On June 12, two days before the German entry into the capital, the French government asked Bullitt to become acting mayor of Paris, as they put it. The government had left Paris in a panic, declaring it an “open city,” but Bullitt insisted that the police and fire departments should remain. That same day, he attended a service at Notre Dame; people saw him weeping as he prayed. There was no Communist uprising, but while German troops were entering Paris they were shot at in the proletarian district of Saint-Denis. The commander of the 10th Army, General von Küchler, who had recently leveled Rotterdam, ordered his artillery and aviation units to bomb the city. Bullitt was able to contact his colleague in Berlin, Ambassador Hugh Wilson, who insisted the Germans respect the “open city” status. Paris was not shelled.
On June 14, 1940, a column of German troops entered a deserted Paris. They chose Hotel Crillon for their headquarters; decades earlier, it had housed the American delegation during the Paris Peace Conference. Bullitt sent two of his attachés there in full military uniform. They presented themselves at the entrance to the Crillon and were directed to von Küchler’s office. Having been treated to the best cognac the hotel had, the attachés called Bullitt and connected him to Küchler. They arranged a meeting, at which they discussed the safety of the embassy and property of Americans in Paris; there were still twenty-five hundred American citizens in the city. Küchler invited Bullitt and his two attachés to the German military parade, which was held the same day at Place de la Concorde. The Americans did not accept this honor. The embassy issued hundreds of certificates guaranteeing the safety of the homes and businesses belonging to Americans in Paris, and the Germans respected these certificates.

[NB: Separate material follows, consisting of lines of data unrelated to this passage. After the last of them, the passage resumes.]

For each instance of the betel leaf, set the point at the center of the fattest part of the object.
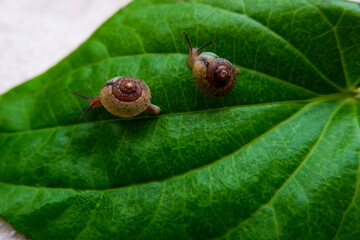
(277, 158)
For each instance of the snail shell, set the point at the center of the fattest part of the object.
(125, 96)
(214, 77)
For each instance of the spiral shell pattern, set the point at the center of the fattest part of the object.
(215, 77)
(125, 96)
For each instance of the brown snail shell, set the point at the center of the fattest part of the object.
(213, 76)
(123, 97)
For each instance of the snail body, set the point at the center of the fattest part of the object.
(213, 76)
(123, 97)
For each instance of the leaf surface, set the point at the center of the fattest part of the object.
(277, 158)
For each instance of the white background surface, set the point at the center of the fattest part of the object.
(36, 34)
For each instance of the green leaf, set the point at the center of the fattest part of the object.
(277, 158)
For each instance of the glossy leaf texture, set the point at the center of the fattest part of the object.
(277, 158)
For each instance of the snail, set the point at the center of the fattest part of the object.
(123, 97)
(213, 76)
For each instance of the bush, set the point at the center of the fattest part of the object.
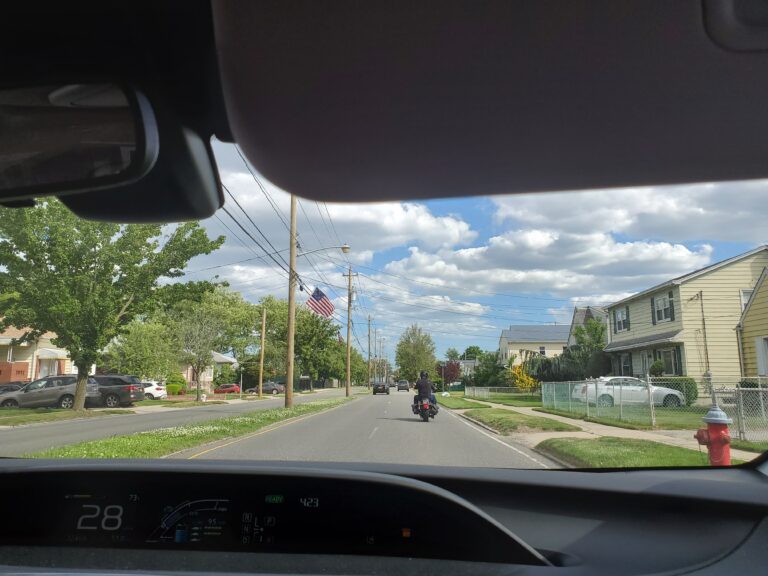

On June 16, the incredibly swift Jean Monnet produced a startling proposal for French-British union, which would entail joint defense, foreign, and financial policies. Having negotiated the details of the project, De Gaulle and (after some hesitation) Churchill signed on to the idea. “The two governments declare that France and Great Britain shall no longer be two nations but one.” Marshal Pétain buried the plan, arguing that, given the circumstances, a union with Great Britain would be like marrying a corpse.58 Two days after leaving Paris, the Reynaud government fell and Pétain became prime minister. After some intrigue, he prevented the French cabinet and Senate from departing to the residences that had been prepared for the government-in-exile in Morocco. Instead, the government moved to Vichy.
Bullitt’s role in these events was often discussed in counterfactual terms. Secretary of State Hull thought that, if Bullitt had only left with the government to Bordeaux, he could have prevented the debacle of Vichy. De Gaulle wrote the same thing in his memoirs, suggesting that, if Bullitt had been in Bordeaux at the critical moment when the Reynaud government fell, he could have done more for France than what he did in Paris. Robert Murphy, a career diplomat and adviser to the US embassy, argued that Bullitt saved Paris by influencing Reynaud’s decision to declare Paris an “open city” and evacuate the army while leaving the police and fire brigades in place. Kennan also considered Bullitt’s decision to stay in Paris as his “great service”: in persuading the Parisian police to remain in the city, Bullitt helped the city survive. Paris would have been doomed if Bullitt had not dissuaded the French Cabinet from pursuing its original plan to fight the Nazis street by street, house by house.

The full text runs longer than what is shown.